I’m feeling well enough to go to a restaurant opening tonight and planning to go to an organic farm/ranch tomorrow morning. Hasta luego (until then)….
I visited my second intentional community of my journey and did my third Ascension Meditation weekend-long workshop. These were two of the best things about Puerto Escondido, along with the Pacific Ocean. A third thing to love in Puerto was my Hungarian yoga teacher, who studied in Budapest and in India and had us doing asanas that I have never experienced before in 40 years of yoga classes.
The yoga classes I have taken in Mexico, in three different towns, have been wonderfully diverse and healing. I only took a few in San Miguel de Allende, where I lived last year. The prices were too high for me.

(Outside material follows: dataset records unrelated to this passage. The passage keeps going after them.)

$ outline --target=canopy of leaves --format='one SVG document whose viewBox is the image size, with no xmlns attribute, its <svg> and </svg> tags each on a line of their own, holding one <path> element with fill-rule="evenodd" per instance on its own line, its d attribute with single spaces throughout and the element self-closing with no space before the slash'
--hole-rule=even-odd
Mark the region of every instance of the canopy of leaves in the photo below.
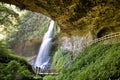
<svg viewBox="0 0 120 80">
<path fill-rule="evenodd" d="M 18 25 L 18 14 L 0 3 L 0 34 L 8 35 Z"/>
</svg>

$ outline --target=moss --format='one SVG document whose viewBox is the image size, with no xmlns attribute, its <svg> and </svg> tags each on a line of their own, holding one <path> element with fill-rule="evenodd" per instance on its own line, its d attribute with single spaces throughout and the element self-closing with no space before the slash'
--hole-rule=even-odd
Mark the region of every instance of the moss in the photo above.
<svg viewBox="0 0 120 80">
<path fill-rule="evenodd" d="M 120 44 L 95 44 L 62 70 L 57 80 L 119 80 Z"/>
<path fill-rule="evenodd" d="M 52 68 L 58 71 L 64 67 L 67 67 L 71 62 L 71 57 L 71 52 L 65 50 L 57 50 L 53 56 Z"/>
<path fill-rule="evenodd" d="M 36 79 L 34 76 L 27 60 L 12 54 L 0 42 L 0 80 L 42 80 L 42 77 Z"/>
</svg>

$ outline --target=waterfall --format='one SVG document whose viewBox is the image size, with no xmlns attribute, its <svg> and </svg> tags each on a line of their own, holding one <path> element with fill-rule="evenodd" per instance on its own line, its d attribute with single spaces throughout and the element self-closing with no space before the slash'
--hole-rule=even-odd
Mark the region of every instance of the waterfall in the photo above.
<svg viewBox="0 0 120 80">
<path fill-rule="evenodd" d="M 52 36 L 53 36 L 53 29 L 54 29 L 54 21 L 51 20 L 49 29 L 45 33 L 43 37 L 42 44 L 39 49 L 38 56 L 36 58 L 34 67 L 40 68 L 42 70 L 45 70 L 49 67 L 49 61 L 50 61 L 50 48 L 51 48 L 51 41 L 52 41 Z"/>
</svg>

However, in Puerto Escondido, they were free.
I left the Healing Sanctuary in Puerto on Monday morning, “On The Road Again”. I wish I was on Willie Nelson’s bus with him. But after humping my suitcases for a few blocks to flag down the bus to the stop where I can pick up a taxi to Zipolite, it was alright…mountains on the left of me, Pacific Ocean on the right, it was alright.
The bus driver helped me with my suitcases, getting on the bus and getting off, for which I tipped him 10 pesos. He was pleased. There was a taxi waiting at the stop, and I was in Zipolite 20 minutes later.